Ich verstehe nicht, was es mit Chartcontainer auf sich hat.
Meinen die damit ein komplettes Album?
Für einzelne Musikstücke dürfte es eigentlich nicht möglich sein, überhaupt einen Beschluss zu erwirken, der den Provider zur Herausgabe der Daten des Anschlussinhabers zwingt, der die IP-Adresse zum fraglichen Zeitpunkt zugeordnet war.
Insofern hört sich das etwas seltsam an.


----------



## Goblin (18 Januar 2011)

*AW: P2P Abmahnung - 2 Musiktitel = 1 HASHwert ?*



> Ich verstehe nicht, was es mit Chartcontainer auf sich hat


Ein Chartcontainer ist zb die deutsche Top 100 in Win Rar gepackt. Sind 100 Lieder in einer Rar Datei


> und habe brav Geld an Nümann & Lang überwiesen


Hätte ich nicht gemacht. Auch hier sind Klagen relativ selten. Bei Google findet man so gut wie nichts darüber


----------



## Nebelwolf ✟ (18 Januar 2011)

*AW: P2P Abmahnung - 2 Musiktitel = 1 HASHwert ?*

Ein Wunder, ein Wunder!

Die Abmahnanwälte bestreiten normalerweise, daß es zwei Dateien mit dem gleichen Hashwert geben kann. Die Wahrscheinlichkeit, daß zwei Dateien den gleichen Hashwert haben ist sehr klein, daher dürfte wie öfter zu beobachten die Schlamperei der Abmahnanwälte die Ursache sein. 

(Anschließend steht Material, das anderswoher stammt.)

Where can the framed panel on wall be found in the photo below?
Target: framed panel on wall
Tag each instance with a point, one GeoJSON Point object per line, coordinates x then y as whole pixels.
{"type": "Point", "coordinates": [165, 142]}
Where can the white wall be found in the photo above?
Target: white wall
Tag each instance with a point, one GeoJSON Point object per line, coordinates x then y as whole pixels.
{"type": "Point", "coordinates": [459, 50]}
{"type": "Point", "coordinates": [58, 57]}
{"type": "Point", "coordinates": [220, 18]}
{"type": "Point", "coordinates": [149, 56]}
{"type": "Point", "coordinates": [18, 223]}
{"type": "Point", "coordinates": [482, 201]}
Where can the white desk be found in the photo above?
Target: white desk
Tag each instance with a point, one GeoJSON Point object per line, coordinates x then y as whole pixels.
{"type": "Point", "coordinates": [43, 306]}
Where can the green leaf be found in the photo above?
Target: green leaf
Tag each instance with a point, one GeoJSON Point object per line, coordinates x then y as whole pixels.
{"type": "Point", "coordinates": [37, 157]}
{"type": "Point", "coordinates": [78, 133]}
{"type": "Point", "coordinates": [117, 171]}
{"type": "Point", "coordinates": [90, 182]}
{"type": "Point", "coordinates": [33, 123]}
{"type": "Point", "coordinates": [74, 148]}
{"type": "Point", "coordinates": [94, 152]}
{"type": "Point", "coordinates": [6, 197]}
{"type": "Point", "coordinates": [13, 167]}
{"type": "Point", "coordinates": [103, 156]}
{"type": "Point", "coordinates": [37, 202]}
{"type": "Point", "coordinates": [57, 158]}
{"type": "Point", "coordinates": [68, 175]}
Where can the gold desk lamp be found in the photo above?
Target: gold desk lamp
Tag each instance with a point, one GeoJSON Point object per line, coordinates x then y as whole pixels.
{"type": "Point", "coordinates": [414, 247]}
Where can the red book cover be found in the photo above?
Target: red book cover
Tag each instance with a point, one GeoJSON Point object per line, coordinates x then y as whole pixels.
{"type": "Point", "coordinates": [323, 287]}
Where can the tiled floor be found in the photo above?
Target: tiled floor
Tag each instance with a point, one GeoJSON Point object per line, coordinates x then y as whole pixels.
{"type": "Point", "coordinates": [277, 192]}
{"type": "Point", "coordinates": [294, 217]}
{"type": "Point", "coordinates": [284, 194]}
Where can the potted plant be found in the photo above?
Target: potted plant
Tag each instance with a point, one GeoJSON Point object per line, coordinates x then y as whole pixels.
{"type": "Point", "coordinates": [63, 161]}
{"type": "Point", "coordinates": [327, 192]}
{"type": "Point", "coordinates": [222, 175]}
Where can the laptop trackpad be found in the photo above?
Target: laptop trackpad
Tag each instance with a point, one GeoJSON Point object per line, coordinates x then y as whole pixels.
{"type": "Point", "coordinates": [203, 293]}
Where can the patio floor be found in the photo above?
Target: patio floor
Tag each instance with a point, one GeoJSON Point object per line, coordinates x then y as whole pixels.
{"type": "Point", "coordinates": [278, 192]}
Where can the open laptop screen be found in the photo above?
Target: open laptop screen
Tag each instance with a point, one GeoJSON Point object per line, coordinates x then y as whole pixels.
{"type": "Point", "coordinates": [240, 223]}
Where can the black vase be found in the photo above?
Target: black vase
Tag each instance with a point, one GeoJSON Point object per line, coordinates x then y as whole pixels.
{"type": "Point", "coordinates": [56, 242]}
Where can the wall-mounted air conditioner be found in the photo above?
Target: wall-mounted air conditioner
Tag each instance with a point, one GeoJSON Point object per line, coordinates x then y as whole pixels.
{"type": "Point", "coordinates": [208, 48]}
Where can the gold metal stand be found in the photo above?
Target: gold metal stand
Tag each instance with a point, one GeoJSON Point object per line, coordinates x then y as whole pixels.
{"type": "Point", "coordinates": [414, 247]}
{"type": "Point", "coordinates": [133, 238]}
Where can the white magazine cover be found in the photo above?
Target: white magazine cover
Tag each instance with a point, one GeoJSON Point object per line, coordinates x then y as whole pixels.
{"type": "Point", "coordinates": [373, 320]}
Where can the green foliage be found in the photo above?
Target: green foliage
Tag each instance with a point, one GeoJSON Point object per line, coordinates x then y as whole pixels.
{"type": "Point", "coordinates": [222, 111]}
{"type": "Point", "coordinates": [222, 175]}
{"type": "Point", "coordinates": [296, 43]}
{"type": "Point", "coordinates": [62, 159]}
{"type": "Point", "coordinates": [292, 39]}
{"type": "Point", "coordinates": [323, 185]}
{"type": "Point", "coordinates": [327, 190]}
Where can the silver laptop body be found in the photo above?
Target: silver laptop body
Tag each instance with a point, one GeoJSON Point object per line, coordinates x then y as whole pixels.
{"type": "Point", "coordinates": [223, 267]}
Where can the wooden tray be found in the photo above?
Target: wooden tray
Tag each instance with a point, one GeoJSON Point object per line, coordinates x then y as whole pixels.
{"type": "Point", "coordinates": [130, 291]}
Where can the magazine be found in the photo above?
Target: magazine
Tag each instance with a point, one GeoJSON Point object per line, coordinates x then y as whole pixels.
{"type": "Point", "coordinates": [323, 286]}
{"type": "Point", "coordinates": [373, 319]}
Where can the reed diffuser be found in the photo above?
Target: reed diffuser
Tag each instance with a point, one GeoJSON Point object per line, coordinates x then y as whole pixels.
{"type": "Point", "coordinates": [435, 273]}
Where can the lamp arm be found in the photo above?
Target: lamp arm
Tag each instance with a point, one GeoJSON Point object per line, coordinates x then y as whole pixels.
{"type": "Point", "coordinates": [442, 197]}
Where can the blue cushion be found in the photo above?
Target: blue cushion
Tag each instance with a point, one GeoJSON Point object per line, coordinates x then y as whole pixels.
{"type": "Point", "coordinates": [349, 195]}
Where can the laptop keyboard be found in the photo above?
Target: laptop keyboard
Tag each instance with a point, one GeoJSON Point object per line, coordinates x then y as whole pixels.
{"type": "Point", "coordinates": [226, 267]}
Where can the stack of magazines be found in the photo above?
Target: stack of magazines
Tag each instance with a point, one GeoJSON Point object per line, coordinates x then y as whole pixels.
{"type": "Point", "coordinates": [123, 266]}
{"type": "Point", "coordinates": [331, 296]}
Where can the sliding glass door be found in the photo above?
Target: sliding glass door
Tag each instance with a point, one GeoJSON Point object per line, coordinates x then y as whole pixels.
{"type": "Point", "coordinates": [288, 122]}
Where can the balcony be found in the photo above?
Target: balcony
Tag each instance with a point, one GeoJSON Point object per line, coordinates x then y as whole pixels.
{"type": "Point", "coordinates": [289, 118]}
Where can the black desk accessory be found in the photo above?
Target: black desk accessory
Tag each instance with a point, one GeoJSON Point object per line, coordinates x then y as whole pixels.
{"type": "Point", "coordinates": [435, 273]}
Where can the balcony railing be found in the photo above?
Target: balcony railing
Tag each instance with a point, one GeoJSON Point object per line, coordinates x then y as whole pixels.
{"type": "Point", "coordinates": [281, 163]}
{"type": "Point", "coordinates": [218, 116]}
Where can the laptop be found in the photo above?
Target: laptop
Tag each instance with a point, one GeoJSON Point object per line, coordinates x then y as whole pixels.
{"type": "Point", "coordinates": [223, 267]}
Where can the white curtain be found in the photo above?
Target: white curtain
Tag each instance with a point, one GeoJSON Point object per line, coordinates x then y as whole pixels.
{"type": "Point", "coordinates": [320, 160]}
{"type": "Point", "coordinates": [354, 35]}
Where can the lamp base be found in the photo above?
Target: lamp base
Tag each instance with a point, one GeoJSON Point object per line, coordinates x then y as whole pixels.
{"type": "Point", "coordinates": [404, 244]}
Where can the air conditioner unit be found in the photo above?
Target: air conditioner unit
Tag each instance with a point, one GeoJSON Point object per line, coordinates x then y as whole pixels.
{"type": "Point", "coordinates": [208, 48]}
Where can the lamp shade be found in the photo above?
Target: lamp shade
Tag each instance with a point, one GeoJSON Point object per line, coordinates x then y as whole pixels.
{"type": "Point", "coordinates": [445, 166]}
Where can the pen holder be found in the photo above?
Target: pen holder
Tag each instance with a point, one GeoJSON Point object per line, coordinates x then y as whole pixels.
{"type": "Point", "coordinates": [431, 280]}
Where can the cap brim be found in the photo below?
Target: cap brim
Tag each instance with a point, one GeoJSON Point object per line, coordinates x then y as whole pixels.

Die Geschäfte scheinen nicht mehr gut zu laufen, nachdem man die Filesharer vergrault und zu 1-Click-Hostern gejagt hat.

Nebelwolf


----------



## Teleton (18 Januar 2011)

*AW: P2P Abmahnung - 2 Musiktitel = 1 HASHwert ?*



> Habe Anfang letzten Jahres eine Abmahnung erhalten bzgl. Down-/Upload eines Musikstücks in einer Internettauschbörse. Das Musikstück befand sich in einem sogenannten Chart-Container.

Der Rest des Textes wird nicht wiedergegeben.